Searching can be done under any of the five tabs; Name, Email, Phone, Username, or Friends. The Name tab reveals more information than the others, but each contains bits related to the subject. However, we found different answers to the same questions, by looking under different tabs.
If you choose to search by Name, you’ll see, under the Basic Info tab, the full name, address (and occasionally previous addresses), phone number, children’s names, sex, age, marital status, home value, and hobbies.
The Property tab includes either a satellite view or street view of the home. Also included here are the estimated home value, lot size, home size, and the number of bedrooms and baths.
The Family tab includes the family name, the length of time at the present address, and details about the number of family members. Also included is a simple family tree.
For a monthly fee, you can find even more details about the listings. The information under the remaining 3 tabs requires payment.
If you’re concerned about your privacy, Spokeo offers an option to remove your name from public view. However, all the information is still available at the same sources from which they acquired theirs. I chose to remove my name from their public listing, and this process proved to be nearly trouble free. There’s a Privacy link at the bottom of the page. Click on that, and fill out the required fields. These include the URL (internet address) where this information was found, and an email address. Once you’ve completed this, an email will be delivered to you, in which you can click a link to complete the removal process.
Privacy and frustration don’t directly relate to each other, except in the way they became intertwined in the process described in this article. However, both are frequent sources of anxiety to many computer users, so I thought the following was worth mentioning.
Since removing my name from the public listing was relatively easy, I happily agreed to remove someone else’s name. This time things didn’t go quite as smoothly. I followed the steps above and waited for the confirmation email. In the email was the message, To complete the removal process, please click here. I did…which took me back to the Spokeo Privacy page, where I was asked to follow the instructions again. I did. Checked the email, clicked the link, returned to the Privacy page.

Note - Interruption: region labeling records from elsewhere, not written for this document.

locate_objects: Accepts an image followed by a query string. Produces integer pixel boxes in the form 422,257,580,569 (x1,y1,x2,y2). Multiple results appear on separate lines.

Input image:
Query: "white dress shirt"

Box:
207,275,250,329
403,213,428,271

This cycle repeated itself several times.
I then proceeded to ignore lesson number one, regarding problems with computers.
Walk away. This is sound advice. Wish I’d listened.

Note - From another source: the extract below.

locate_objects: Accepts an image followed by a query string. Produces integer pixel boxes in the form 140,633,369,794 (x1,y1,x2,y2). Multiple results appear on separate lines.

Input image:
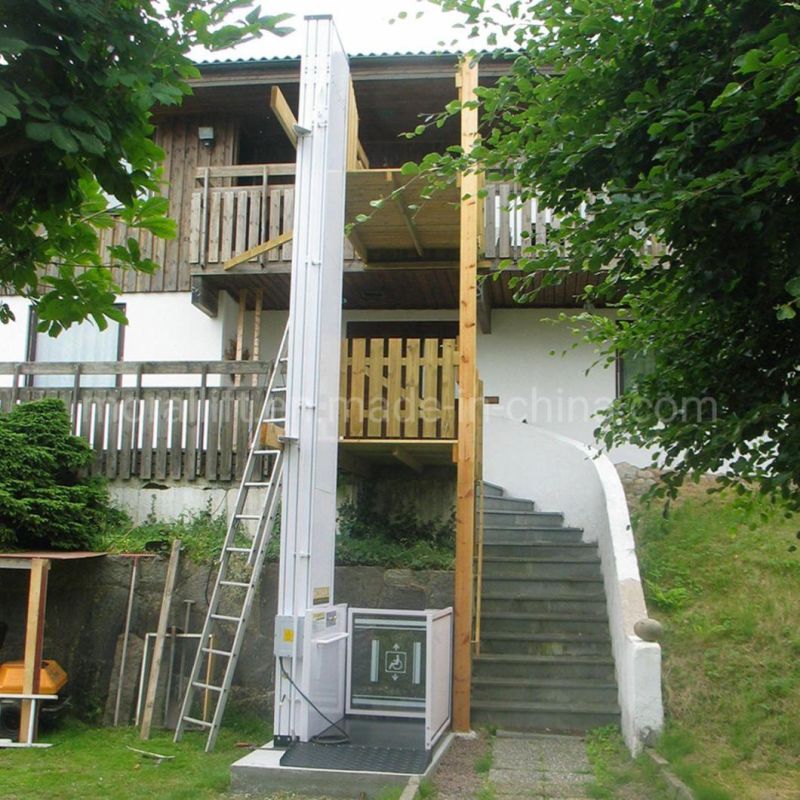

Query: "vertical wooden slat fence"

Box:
339,338,458,439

At about the time I’d completed the fourth cycle, I got a call from the person whose name I was attempting to remove from the list. By this time, what little hair I have left was beginning to catch fire and I was quickly learning new and regrettable ways to express myself.

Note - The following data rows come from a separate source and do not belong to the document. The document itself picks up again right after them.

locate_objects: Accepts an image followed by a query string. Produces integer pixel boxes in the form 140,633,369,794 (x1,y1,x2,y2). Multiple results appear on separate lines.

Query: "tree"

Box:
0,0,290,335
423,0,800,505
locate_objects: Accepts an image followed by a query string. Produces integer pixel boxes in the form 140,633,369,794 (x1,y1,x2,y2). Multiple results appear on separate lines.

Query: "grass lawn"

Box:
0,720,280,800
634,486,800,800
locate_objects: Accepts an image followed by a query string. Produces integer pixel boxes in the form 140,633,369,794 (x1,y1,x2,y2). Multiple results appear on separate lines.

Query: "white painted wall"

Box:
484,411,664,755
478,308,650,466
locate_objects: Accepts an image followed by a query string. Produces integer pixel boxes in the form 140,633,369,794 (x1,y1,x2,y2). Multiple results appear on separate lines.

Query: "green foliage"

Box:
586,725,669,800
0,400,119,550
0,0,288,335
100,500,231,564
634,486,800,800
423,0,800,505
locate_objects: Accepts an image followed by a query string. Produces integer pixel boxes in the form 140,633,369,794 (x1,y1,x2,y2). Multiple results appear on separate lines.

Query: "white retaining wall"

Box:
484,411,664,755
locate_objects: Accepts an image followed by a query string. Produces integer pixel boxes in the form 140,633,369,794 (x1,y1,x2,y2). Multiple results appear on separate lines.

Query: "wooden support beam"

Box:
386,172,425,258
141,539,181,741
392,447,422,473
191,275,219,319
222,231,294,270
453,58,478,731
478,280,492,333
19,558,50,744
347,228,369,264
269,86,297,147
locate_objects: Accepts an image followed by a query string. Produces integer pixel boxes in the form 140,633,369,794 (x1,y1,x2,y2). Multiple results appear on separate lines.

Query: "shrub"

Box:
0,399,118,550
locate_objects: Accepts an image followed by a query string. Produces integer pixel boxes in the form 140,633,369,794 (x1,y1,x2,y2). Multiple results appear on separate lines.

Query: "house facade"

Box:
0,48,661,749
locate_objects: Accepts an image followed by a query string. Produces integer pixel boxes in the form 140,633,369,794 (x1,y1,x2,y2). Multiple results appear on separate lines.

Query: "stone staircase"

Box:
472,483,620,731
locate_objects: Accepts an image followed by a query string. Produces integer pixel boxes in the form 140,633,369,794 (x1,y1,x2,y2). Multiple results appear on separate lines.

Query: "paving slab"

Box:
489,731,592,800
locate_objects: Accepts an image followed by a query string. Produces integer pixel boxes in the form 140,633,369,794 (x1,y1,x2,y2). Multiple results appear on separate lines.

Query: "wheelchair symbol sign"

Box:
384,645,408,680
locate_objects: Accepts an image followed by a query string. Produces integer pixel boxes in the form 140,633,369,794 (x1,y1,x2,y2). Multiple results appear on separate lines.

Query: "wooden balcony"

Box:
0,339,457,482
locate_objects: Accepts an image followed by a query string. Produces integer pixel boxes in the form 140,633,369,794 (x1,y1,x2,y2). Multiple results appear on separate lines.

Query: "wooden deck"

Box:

Walk away. Advice that continued to go unheeded.
After about 6 cycles, I finally walked away. Later, I went back, clicked on a different link in the email (something I’d unsuccessfully attempted earlier) and, poof, the name was removed.
The bottom line on Spokeo is that, yes you can have your name removed, but the information is still out there and someone else will get it and publish it. I ran across the following line in an article about Spokeo and wish I’d thought of it myself. “In short, removing your personal information from display by Internet aggregators isn’t a one-time deal, but rather more like a never-ending game of Whack-a-Mole.”
There’s also the question of accuracy, and inaccurate statements may be as potentially damaging as accurate ones. For example, our listed income was significantly higher than our paychecks indicate. While I wouldn’t mind having the extra funds, I’m not sure I want other people, particularly those of questionable character, thinking we’re richer than we are.
As for the frustration, just walk away. Turn off your computer and do something else for a while. I wish I’d remembered that.